The boys played in a show at a House Concert last night.  I had never been to a house concert and didn't know what to expect.  It was wonderful!  There were kids there!  There were families!  There were people asking about playing music with kids, as families!  About how to get started...



I'm going to write a couple blog posts about getting started.  I'm going to start with the youngest audience, babies and toddlers.  

Here's what worked for us:
  • Play lots of music at home, all different kinds of music, all the time.  Play your favorite music for your kids.  It will become their favorite music!  Dance, sing, and act silly.  Play music in the car.  Sing songs while you walk, work, and play.
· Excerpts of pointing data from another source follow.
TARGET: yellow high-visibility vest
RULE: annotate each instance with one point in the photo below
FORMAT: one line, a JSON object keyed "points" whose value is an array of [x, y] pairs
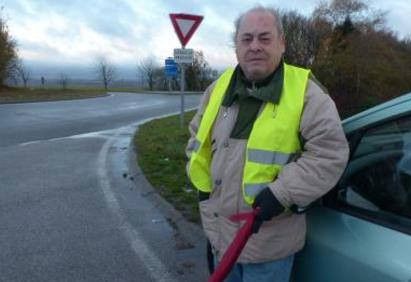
{"points": [[273, 141]]}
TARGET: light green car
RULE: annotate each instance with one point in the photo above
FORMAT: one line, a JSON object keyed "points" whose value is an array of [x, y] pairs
{"points": [[361, 230]]}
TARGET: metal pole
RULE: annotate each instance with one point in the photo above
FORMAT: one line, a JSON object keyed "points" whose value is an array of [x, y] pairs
{"points": [[182, 95]]}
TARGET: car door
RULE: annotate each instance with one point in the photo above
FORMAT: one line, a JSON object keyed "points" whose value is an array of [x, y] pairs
{"points": [[362, 231]]}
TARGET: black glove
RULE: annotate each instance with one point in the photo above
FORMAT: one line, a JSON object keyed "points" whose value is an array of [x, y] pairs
{"points": [[269, 207]]}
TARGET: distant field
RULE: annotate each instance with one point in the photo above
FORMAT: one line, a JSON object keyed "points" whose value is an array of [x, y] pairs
{"points": [[51, 94]]}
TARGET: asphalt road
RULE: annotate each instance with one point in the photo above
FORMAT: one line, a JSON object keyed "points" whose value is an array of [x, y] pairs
{"points": [[72, 208]]}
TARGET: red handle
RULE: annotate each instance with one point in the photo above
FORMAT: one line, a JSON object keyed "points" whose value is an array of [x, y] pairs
{"points": [[236, 246]]}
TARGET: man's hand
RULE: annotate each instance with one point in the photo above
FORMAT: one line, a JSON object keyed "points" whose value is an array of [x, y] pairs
{"points": [[269, 207]]}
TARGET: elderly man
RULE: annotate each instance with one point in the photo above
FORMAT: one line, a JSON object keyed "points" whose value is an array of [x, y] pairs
{"points": [[265, 135]]}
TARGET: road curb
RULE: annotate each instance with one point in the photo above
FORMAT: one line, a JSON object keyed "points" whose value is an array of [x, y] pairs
{"points": [[191, 232]]}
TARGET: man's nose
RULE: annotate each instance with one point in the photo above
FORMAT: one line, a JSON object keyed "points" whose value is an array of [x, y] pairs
{"points": [[255, 45]]}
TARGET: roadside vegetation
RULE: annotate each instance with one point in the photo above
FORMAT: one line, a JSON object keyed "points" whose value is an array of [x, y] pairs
{"points": [[10, 95], [161, 155]]}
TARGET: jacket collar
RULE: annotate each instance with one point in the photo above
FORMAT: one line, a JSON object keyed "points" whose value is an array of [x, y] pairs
{"points": [[268, 90]]}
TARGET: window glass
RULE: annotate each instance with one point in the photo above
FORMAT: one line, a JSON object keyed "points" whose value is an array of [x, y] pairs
{"points": [[378, 177]]}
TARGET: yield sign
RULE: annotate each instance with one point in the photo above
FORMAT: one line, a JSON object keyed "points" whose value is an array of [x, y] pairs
{"points": [[185, 25]]}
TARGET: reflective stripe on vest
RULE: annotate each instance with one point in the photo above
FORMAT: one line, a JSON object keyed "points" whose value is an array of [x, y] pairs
{"points": [[273, 141]]}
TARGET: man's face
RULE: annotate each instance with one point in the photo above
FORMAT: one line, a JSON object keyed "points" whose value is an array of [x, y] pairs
{"points": [[259, 47]]}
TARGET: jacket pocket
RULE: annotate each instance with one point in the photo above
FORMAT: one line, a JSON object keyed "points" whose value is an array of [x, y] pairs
{"points": [[209, 221]]}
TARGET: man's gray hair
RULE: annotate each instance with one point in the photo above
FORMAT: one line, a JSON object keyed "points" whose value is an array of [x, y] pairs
{"points": [[274, 12]]}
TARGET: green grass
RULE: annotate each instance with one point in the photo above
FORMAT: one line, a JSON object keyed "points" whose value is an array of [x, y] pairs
{"points": [[160, 154], [47, 94]]}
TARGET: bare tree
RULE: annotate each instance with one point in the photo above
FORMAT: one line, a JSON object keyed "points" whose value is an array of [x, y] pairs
{"points": [[147, 67], [22, 72], [301, 38], [8, 52], [105, 71], [63, 81]]}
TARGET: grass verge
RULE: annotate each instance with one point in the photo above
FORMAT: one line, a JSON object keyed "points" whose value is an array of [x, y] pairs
{"points": [[49, 94], [160, 146]]}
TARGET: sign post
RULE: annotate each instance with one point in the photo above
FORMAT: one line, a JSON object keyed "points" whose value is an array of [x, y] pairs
{"points": [[184, 25], [170, 70]]}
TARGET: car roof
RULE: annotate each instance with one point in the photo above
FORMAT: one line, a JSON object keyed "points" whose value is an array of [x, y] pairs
{"points": [[395, 107]]}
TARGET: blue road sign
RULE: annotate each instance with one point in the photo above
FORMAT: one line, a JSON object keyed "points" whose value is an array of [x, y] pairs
{"points": [[170, 68]]}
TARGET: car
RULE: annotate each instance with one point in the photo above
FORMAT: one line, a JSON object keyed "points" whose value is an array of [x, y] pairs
{"points": [[361, 229]]}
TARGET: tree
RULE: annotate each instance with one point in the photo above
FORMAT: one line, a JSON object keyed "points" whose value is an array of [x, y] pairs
{"points": [[359, 60], [8, 53], [147, 67], [63, 81], [301, 39], [199, 75], [105, 71], [23, 73]]}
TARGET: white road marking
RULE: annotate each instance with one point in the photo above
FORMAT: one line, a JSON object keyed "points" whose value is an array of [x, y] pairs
{"points": [[153, 264]]}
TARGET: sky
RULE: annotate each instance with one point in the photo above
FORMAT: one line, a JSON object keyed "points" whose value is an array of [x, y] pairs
{"points": [[70, 33]]}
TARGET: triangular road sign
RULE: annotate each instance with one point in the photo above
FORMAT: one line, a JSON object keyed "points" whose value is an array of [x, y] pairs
{"points": [[185, 25]]}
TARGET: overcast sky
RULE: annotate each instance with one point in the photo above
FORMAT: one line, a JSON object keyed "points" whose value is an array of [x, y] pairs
{"points": [[77, 31]]}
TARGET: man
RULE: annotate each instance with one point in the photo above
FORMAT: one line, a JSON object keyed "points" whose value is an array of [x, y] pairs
{"points": [[265, 135]]}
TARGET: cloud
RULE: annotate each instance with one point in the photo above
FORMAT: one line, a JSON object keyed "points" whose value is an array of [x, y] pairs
{"points": [[126, 31]]}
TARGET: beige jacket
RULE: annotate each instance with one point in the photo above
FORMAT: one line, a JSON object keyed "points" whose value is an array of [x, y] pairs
{"points": [[316, 171]]}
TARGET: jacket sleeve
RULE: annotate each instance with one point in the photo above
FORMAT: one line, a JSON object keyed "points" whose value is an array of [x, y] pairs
{"points": [[324, 154]]}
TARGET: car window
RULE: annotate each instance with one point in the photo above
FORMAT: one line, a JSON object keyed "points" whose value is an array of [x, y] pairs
{"points": [[378, 176]]}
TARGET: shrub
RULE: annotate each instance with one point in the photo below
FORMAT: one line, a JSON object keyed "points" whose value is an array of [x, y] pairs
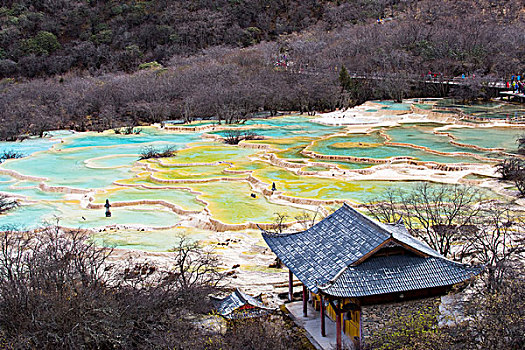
{"points": [[58, 290]]}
  •  Sign up for a Music Together class.  We loved these!  They're so much fun.  The music is good and generally based on folk songs.  There are songs in Spanish.  Best of all, it teaches (completely through play) really sound basic music concepts like pitch and rhythm.  There are other early childhood classes and they are probably good too, but this is the one we have experience with.

  •  Go see live music.  Bring the kids.  Get them up front so they can watch the musicians.  Let their early experiences with music show them that music is something that real people make, not just something that comes out of a box.  Better yet, take them to see kids playing real music.  Kids get really inspired by other kids!
  • Take the batteries out of all the plastic toys that play "music".  Don't listen to bad kid music.  You deserve better and so do your kids.  There's a lot of awesome kid music out there.  Check out Dan Zanes and Elizabeth Mitchell.  Throw away the Baby Einstein CDs that you got at your baby shower.  There have been studies done that showed that kids that listen to these are less musical than kids who don't.
  •  Keep the TV off.  If you need screen time to take a shower, buy a Dan Zanes concert DVD, or a concert DVD of your favorite band.  Gus's favorites were the Dixie Chicks and Bruce Springsteen's Seeger Sessions.  I can definitely still see the influences.

  • Fill the toy box with instruments.  Let your kids play them until they break, then replace them with better ones.

  • Learn how to play an instrument yourself.  

  • Go to music festivals
 

  • Stay unplugged.  If they don't have video games they won't play them.  Maybe, if you're lucky, they'll pick up those instruments that you have strewn about the house instead.  

I hope you find this helpful.  It was certainly fun pulling out all these old pictures!